[PATCH 7/7] perf: Add load latency monitoring on IntelNehalem/Westmere v2

From: Lin Ming
Date: Mon Dec 27 2010 - 10:41:09 EST


v2 change logs:
- generic load latency data source encoding
- sample more load latency data(data address/latency value/data source)
- remove the hw_perf_event::extra_flags
- increment MAX_EXTRA_REGS to 3


This patch adds load latency monitoring on Intel Nehalem/Westmere.
It's applied on top of tip/master(1f7107c8) and Andi's offcore
patchsets are needed(see PATCH 0-3).

The load latency on Intel Nehalem/Westmere is monitored by event
MEM_INST_RETIRED.LATENCY_ABOVE_THRESHOLD(0x100b). It measures latency
from micro-operation (uop) dispatch to when data is globally observable
(GO).

To monitor load latency, both the PEBS_EN_CTRx and LL_EN_CTRx bits must
be set in IA32_PEBS_ENABLE register. And an extra MSR
MSR_PEBS_LD_LAT_THRESHOLD must be programmed with the desired latency
threshold in core clock cycles. Loads with latencies greater than this
value are counted.

The latency threshold is encoded in the upper 32 bits of
perf_event_attr::config and 'p' modifier must be used to enabel PEBS.

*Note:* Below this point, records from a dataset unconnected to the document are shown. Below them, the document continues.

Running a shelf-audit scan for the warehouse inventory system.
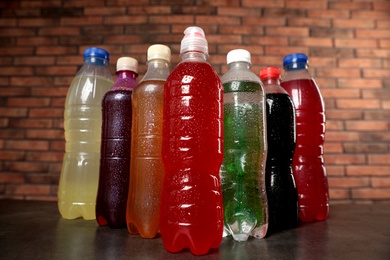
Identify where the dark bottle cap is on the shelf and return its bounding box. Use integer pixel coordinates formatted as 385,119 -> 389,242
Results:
84,47 -> 110,61
260,67 -> 280,80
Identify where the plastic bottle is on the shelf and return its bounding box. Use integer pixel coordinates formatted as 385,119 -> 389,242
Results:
96,57 -> 138,228
281,53 -> 329,222
58,48 -> 114,220
221,49 -> 268,241
160,26 -> 223,255
126,44 -> 171,238
260,67 -> 298,231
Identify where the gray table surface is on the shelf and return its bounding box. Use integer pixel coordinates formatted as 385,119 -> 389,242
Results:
0,200 -> 390,260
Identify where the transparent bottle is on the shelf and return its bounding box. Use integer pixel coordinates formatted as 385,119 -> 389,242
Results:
58,48 -> 114,220
221,49 -> 268,241
160,26 -> 223,255
126,44 -> 171,238
260,67 -> 298,232
281,53 -> 329,222
96,57 -> 138,228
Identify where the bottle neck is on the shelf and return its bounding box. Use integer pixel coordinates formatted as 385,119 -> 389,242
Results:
284,62 -> 309,70
261,78 -> 280,86
84,57 -> 108,66
180,51 -> 208,62
141,59 -> 170,82
116,70 -> 138,80
281,62 -> 312,82
228,61 -> 252,70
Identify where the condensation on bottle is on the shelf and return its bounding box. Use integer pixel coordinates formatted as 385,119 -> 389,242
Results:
58,47 -> 114,220
221,49 -> 268,241
281,53 -> 329,222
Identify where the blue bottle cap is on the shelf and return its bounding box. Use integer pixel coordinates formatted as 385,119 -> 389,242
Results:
283,53 -> 308,67
84,47 -> 110,61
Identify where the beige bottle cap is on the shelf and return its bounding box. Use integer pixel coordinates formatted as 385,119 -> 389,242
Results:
147,44 -> 171,62
116,57 -> 138,73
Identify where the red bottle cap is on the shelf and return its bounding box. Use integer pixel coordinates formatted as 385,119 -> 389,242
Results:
260,67 -> 280,79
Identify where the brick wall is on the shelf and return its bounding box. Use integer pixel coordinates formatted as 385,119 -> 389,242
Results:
0,0 -> 390,203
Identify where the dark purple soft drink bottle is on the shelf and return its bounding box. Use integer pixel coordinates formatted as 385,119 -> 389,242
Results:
96,57 -> 138,228
260,67 -> 298,232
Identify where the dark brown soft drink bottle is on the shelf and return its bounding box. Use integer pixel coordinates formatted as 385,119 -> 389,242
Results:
96,57 -> 138,228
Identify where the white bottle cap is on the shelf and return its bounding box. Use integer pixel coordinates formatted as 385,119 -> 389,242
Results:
180,26 -> 209,55
226,49 -> 252,65
147,44 -> 171,62
116,57 -> 138,73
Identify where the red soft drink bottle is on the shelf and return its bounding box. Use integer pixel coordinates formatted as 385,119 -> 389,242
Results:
160,26 -> 223,255
281,53 -> 329,222
96,57 -> 138,228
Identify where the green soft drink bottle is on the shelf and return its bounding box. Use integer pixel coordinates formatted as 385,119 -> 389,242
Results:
221,49 -> 268,241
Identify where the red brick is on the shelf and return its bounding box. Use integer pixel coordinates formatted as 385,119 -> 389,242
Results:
5,140 -> 49,151
344,142 -> 389,153
338,78 -> 382,88
4,161 -> 48,173
329,188 -> 350,200
29,107 -> 64,118
6,184 -> 50,195
9,118 -> 53,128
218,6 -> 261,16
368,154 -> 390,165
0,66 -> 34,76
241,0 -> 284,8
219,25 -> 264,36
18,17 -> 59,27
345,120 -> 389,131
324,142 -> 343,153
7,97 -> 50,107
352,188 -> 390,199
0,173 -> 25,183
31,87 -> 69,97
26,151 -> 64,162
336,99 -> 380,109
0,150 -> 25,160
352,10 -> 389,20
333,18 -> 375,28
265,46 -> 309,55
363,68 -> 390,78
307,10 -> 350,19
26,129 -> 64,140
14,56 -> 54,66
242,16 -> 286,27
0,107 -> 28,117
11,75 -> 53,87
339,58 -> 382,68
316,68 -> 360,78
355,29 -> 389,39
356,49 -> 390,58
328,1 -> 375,9
321,88 -> 360,98
60,16 -> 103,25
326,120 -> 344,130
84,6 -> 127,16
328,177 -> 370,188
346,165 -> 390,176
0,87 -> 30,97
379,39 -> 390,49
325,131 -> 360,141
289,37 -> 333,48
103,15 -> 148,25
324,154 -> 366,165
265,26 -> 309,36
325,109 -> 363,119
371,177 -> 390,188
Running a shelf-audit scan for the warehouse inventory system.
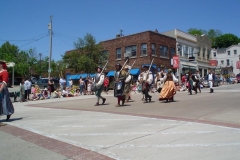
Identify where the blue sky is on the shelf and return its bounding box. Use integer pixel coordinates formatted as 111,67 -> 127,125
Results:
0,0 -> 240,60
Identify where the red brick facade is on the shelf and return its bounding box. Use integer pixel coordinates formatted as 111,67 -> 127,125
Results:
100,31 -> 176,71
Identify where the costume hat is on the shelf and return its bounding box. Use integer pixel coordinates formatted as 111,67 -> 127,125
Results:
0,60 -> 7,69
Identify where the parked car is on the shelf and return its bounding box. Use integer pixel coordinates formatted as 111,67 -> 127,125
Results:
236,73 -> 240,83
203,78 -> 220,87
32,78 -> 59,89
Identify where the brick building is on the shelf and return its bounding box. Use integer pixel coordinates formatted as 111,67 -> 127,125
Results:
100,31 -> 176,79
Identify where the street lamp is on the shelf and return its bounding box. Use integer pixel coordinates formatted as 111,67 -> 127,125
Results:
176,43 -> 181,84
7,62 -> 15,87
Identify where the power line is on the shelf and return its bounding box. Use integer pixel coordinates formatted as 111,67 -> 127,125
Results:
0,33 -> 46,41
54,34 -> 73,47
19,34 -> 48,48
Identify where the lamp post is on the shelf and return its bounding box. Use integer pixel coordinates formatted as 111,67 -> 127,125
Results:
7,62 -> 15,87
176,43 -> 181,84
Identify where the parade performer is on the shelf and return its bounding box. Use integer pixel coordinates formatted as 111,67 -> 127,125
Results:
187,72 -> 197,95
138,66 -> 153,102
123,65 -> 132,102
155,68 -> 165,93
93,66 -> 106,106
114,63 -> 126,107
0,60 -> 14,126
205,70 -> 216,93
195,70 -> 201,93
159,69 -> 178,102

The default latency threshold is 3, as Intel manual says, "The minimum
value that may be programmed in this register is 3 (the minimum
detectable load latency is 4 core clock cycles)."

Usage:

# perf top -e r100b:p

#Monitor load latency > 51 cycles
# perf top -e r510000100b:p

Any comment is appropriated.

Signed-off-by: Lin Ming <ming.m.lin@xxxxxxxxx>
---
arch/x86/include/asm/msr-index.h | 2 +
arch/x86/include/asm/perf_event.h | 26 ++++++++++++++++
arch/x86/kernel/cpu/perf_event.c | 7 ++++
arch/x86/kernel/cpu/perf_event_intel.c | 6 +++-
arch/x86/kernel/cpu/perf_event_intel_ds.c | 47 +++++++++++++++++++++++++----
include/linux/perf_event.h | 8 ++++-
6 files changed, 87 insertions(+), 9 deletions(-)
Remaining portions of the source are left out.